Speaking at the University of Pennsylvania, SEC Chairman Gary Gensler said that the cooperation of the commissions will allow registration and regulation of platforms on which securities and other assets, including digital assets, are simultaneously traded.
The SEC will regulate investment products that people buy in the hope of making a profit, such as bonds and stocks. And the CFTC, for its part, will deal with futures, allowing people to buy and sell goods at a predetermined price. Such a tandem will allow organizations to more carefully regulate the sphere of traditional finance, the head of the commission is sure.

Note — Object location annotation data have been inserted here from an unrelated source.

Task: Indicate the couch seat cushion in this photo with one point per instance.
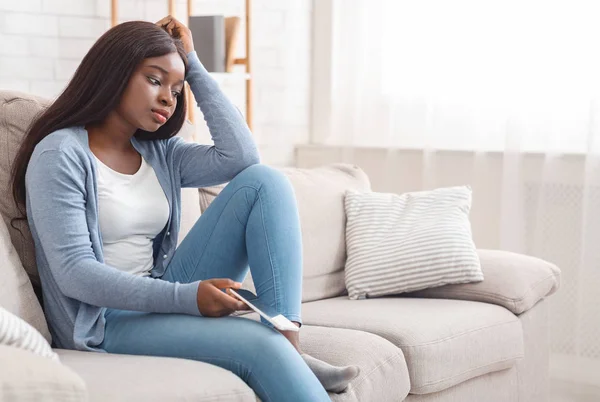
(111, 377)
(445, 342)
(28, 377)
(383, 372)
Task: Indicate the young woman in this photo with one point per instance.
(100, 174)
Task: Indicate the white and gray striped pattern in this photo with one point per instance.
(16, 332)
(403, 243)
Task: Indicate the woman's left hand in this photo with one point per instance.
(178, 31)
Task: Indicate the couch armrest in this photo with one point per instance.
(514, 281)
(25, 376)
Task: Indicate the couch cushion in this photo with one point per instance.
(514, 281)
(445, 342)
(16, 293)
(383, 371)
(111, 377)
(27, 377)
(17, 110)
(320, 195)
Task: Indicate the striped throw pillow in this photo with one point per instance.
(17, 333)
(402, 243)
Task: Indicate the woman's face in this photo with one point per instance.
(152, 92)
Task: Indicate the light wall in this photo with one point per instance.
(43, 42)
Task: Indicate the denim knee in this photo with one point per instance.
(260, 176)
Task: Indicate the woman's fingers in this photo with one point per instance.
(224, 283)
(229, 302)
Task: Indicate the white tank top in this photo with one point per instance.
(133, 209)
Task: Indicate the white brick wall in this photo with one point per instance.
(43, 41)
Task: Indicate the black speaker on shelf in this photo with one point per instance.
(209, 40)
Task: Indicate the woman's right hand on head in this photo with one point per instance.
(213, 302)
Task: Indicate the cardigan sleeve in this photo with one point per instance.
(234, 148)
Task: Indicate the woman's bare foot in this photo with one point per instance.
(333, 379)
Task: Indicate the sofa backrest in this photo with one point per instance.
(320, 195)
(17, 111)
(16, 292)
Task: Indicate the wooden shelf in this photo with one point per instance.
(219, 77)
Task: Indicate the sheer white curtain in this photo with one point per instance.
(501, 95)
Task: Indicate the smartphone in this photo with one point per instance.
(265, 311)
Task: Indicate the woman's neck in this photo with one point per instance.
(113, 133)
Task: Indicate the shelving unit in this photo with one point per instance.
(246, 61)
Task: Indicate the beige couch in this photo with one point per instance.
(475, 342)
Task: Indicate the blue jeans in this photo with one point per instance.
(253, 221)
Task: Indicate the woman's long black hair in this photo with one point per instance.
(96, 89)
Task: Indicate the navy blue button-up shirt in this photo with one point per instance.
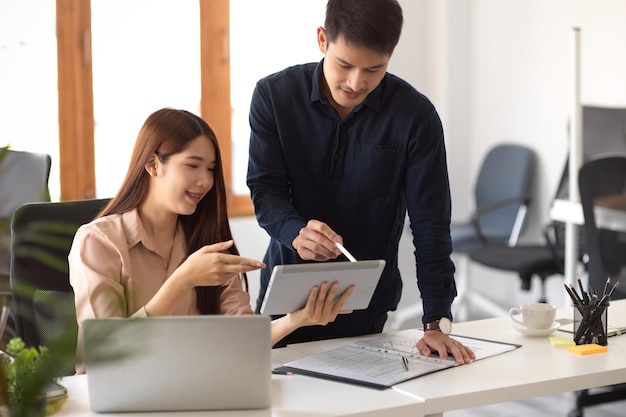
(360, 175)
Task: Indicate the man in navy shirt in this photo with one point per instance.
(340, 150)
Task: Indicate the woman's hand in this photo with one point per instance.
(211, 266)
(321, 308)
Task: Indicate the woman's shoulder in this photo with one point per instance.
(109, 227)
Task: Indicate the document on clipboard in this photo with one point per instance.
(384, 361)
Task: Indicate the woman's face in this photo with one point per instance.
(185, 178)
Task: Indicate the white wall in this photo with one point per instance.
(498, 70)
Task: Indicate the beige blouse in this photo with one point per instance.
(115, 270)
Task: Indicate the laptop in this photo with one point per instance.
(179, 363)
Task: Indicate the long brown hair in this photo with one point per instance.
(165, 132)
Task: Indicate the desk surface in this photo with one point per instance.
(536, 369)
(292, 396)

However, cryptocurrencies are “a somewhat more diffuse branch of finance,” where it is often difficult to determine which asset class a particular digital currency belongs to, the SEC argues. For example, the commission previously stated that XRP is a security, refusing to classify bitcoin and ether in the same way. Gensler himself said that many tokens on the open market can be securities, but did not specify which ones.
According to Brett Harrison, CEO of FTX US crypto exchange, many companies would register their tokens in both commissions or at least one of them if they knew that this would guarantee that they would be allowed to trade on exchanges in a legal way. However, says Harrison, the problem is that there is currently no way to freely enter the market.
Earlier, Gensler said that cryptocurrency investors need regulatory protection just as much as traditional finance investors.